NAME="Raspbian GNU/Linux"
VERSION_ID="9"
VERSION="9 (stretch)"
ID=raspbian
ID_LIKE=debian
HOME_URL="http://www.raspbian.org/"
SUPPORT_URL="http://www.raspbian.org/RaspbianForums"
BUG_REPORT_URL="http://www.raspbian.org/RaspbianBugs"
$ uname -a
Linux master 4.14.34-v7+ #1110 SMP Mon Apr 16 15:18:51 BST 2018 armv7l GNU/Linux
Detailed description of the 3 issues:
I started this ansible-playbook cluster.yml
install on a set of fresh raspberry pi’s (new raspbian lite image, release data 2018-04-18). I did run into the following issues:
-
- The first attempt I run into this error: Failed to reload sysctl: sysctl: cannot stat /proc/sys/net/bridge/bridge-nf-call-iptables: No such file or directory.
-
- The second attempt I run into this error: SystemVerification: missing cgroups: memory.
-
- Together with the missing cgroups: memory error, I got this warning: SystemVerification: docker version is greater than the most recently validated version. Docker version: 18.05.0-ce. Max validated version: 17.03.
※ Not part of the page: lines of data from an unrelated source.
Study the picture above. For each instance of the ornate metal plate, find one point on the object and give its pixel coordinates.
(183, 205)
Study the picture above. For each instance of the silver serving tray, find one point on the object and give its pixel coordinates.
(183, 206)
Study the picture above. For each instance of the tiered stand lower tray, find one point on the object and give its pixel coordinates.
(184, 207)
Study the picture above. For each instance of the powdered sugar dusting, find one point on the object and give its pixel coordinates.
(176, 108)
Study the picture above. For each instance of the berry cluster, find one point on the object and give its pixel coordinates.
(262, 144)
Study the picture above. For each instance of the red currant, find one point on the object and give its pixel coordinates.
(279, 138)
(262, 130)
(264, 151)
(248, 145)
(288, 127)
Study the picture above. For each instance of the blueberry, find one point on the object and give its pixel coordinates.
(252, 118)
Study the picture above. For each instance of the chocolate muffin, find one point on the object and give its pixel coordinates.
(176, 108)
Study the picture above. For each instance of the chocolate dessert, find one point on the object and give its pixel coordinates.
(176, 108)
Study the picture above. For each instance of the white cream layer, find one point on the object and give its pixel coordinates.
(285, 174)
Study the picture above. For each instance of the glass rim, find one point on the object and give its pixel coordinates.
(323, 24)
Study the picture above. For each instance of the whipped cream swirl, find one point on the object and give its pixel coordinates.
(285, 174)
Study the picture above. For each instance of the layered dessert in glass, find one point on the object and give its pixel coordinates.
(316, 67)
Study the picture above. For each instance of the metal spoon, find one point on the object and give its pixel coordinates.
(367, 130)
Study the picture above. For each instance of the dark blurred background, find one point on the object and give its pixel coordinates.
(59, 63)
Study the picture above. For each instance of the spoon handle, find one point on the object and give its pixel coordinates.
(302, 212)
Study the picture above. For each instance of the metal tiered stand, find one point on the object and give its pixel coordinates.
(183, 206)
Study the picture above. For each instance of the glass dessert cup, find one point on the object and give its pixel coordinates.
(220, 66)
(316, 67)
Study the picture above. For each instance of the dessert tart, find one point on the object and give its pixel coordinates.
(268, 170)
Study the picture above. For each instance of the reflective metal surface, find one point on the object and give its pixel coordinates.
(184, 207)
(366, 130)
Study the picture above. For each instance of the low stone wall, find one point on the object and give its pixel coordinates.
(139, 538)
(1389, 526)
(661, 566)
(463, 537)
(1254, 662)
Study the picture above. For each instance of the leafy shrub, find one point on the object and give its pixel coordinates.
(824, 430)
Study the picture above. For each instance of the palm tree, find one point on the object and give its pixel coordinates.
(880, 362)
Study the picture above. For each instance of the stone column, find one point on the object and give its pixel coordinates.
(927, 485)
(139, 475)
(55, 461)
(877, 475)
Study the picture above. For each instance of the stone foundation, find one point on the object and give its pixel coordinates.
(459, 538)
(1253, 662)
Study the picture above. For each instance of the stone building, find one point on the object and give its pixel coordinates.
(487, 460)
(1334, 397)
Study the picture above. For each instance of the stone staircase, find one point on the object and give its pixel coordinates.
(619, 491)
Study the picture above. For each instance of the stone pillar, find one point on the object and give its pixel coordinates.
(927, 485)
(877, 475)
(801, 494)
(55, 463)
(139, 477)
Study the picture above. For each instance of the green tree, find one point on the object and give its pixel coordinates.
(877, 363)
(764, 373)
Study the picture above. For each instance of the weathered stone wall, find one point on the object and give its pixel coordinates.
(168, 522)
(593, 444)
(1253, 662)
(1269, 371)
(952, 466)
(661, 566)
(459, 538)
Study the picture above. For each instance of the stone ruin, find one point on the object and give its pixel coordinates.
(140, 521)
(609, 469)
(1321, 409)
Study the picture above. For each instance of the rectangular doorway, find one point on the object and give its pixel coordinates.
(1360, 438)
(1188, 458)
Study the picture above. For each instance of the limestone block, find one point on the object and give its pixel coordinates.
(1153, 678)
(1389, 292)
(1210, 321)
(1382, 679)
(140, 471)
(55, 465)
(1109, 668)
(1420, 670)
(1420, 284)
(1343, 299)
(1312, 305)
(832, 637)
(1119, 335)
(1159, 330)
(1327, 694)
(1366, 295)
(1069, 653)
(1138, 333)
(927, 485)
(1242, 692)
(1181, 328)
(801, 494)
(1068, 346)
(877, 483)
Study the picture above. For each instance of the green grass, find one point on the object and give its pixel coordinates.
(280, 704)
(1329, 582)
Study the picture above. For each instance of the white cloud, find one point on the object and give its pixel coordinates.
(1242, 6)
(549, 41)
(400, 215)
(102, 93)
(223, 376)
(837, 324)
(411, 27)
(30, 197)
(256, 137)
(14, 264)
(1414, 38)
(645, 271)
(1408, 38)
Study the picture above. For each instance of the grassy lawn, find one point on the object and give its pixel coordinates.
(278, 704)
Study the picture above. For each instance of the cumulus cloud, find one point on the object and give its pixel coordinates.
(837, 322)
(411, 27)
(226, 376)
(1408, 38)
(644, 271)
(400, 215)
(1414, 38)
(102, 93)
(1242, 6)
Although you can work around these issues (via re-runs and reboots), it would be nice to fix these issues for user experience of new users.
1) Detailed description of the first issue:
Failed to reload sysctl: sysctl: cannot stat /proc/sys/net/bridge/bridge-nf-call-iptables: No such file or directory
.
After this error the playbook stops, because the key /proc/sys/net/bridge/bridge-nf-call-iptables
didn’t exists. When you run the playbook for the second time, this error won’t occur, because the key exists by then. Not a real error and I think it can be fixed by added ignoreerrors: yes
to the sysctl
command in the playbook. I will test it and then provide a pull request for this.
This issue was already reported in #13, closed without a solution.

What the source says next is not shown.